Any reviews on the newer saddles by this maker would be greatly appreciated  Specifically looking at the Stellar line.


----------



## clwhizy (Aug 20, 2014)

I ended up buying a used Smith-Worthington Stellar Altair  I'll add my own review...what a beautiful saddle! I was told it is a 2012 model. The leather is very soft and supple. The seat is very comfortable and it has adjustable knee/thigh blocks which I love! I have only had the opportunity to ride in it once, but I would recommend this particular model to anyone! 

Note, the black spot on the panel of my saddle is damage caused by the previous owner not using billet guards!! I'm now searching for a pair to make sure it doesn't get worse.


----------



## Saddlebag (Jan 17, 2011)

The dark spot may be been cause from dye transferring from with high boots or half chaps.


----------



## Dehda01 (Jul 25, 2013)

Smith worthingtons are typically very nice saddles.
_Posted via Mobile Device_


----------



## Clayton Taffy (May 24, 2011)

My first English saddle was a Smith Worthington, I loved it.
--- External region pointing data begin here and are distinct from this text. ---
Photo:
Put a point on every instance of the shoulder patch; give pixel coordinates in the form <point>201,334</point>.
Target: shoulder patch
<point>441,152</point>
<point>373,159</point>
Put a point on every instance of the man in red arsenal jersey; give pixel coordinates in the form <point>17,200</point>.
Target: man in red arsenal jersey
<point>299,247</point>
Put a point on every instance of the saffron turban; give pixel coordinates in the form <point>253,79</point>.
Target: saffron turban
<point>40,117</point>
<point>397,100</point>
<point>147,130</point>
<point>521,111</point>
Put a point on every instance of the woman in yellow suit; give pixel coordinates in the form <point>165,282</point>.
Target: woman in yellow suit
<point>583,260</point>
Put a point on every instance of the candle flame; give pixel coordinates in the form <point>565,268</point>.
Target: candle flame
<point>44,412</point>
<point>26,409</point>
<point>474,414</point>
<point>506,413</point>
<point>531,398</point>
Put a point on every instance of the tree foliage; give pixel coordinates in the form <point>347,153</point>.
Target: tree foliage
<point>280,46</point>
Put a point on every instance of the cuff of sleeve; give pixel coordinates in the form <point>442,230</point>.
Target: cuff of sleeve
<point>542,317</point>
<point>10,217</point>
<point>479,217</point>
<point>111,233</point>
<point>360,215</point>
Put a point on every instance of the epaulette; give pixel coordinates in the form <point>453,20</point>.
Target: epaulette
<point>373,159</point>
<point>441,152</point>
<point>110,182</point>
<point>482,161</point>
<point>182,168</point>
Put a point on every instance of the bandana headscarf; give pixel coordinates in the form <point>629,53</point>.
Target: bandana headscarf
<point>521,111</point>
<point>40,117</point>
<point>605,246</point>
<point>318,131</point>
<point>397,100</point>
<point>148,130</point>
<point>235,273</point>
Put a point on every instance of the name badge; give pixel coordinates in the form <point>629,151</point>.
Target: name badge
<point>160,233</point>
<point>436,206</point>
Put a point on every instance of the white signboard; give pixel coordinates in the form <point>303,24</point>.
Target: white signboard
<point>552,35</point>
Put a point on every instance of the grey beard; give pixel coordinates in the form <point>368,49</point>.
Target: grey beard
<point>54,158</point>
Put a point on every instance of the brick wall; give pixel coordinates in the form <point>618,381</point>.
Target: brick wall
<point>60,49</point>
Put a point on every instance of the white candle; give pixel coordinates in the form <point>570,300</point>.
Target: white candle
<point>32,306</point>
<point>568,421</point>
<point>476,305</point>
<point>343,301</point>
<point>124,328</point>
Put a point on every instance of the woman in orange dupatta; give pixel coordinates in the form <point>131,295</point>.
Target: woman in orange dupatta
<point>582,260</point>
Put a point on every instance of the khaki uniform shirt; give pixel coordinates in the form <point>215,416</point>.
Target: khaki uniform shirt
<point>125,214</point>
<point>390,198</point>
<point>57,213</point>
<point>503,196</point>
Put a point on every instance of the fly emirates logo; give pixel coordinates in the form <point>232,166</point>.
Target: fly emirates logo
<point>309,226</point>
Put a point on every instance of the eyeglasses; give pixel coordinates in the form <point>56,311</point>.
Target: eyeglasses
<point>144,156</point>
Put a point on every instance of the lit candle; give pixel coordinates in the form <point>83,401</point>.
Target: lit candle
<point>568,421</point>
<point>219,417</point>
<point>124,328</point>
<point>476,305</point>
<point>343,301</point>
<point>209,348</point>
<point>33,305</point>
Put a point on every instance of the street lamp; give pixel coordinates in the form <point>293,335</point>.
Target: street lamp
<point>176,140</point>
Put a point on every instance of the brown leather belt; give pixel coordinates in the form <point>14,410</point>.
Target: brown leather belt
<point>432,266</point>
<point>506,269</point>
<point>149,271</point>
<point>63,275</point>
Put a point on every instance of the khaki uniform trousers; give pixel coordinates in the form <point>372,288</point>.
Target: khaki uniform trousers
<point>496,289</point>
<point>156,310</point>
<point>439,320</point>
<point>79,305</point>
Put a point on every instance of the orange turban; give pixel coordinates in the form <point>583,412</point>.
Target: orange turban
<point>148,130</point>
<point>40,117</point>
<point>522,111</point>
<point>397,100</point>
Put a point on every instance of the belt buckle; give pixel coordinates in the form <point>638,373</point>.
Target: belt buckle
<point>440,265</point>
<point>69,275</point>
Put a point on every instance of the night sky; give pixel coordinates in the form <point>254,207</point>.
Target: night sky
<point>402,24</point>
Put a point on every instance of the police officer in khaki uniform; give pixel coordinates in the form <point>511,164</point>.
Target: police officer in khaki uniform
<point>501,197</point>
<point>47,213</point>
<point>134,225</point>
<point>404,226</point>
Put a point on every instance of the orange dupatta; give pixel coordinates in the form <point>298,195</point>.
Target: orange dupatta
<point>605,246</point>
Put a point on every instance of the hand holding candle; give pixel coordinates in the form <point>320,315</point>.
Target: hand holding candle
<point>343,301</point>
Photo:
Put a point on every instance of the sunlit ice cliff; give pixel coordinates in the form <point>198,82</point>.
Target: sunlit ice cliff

It was 40 years old when I received it as a gift. I finally just wore it out. I gave it to my Aunt so she can keep it in her living room and smell a horse.


----------



## clwhizy (Aug 20, 2014)

Saddlebag said:


> The dark spot may be been cause from dye transferring from with high boots or half chaps.


I was hoping that when I bought it (online), but when it arrived it is in fact damage. The leather has been quite worn in that spot and its obviously due to not using billet guards. At least it isn't visible when riding!


----------



## MyBoyPuck (Mar 27, 2009)

That's funny you ended up with the Altair. Of all the saddles I sat in recently, that one fit my long legs the best. Glad you like it.


----------



## NBEventer (Sep 15, 2012)

You do know that in your next lesson whizy, I will find a reason to get on Sophie so I can sit in your saddle lol


----------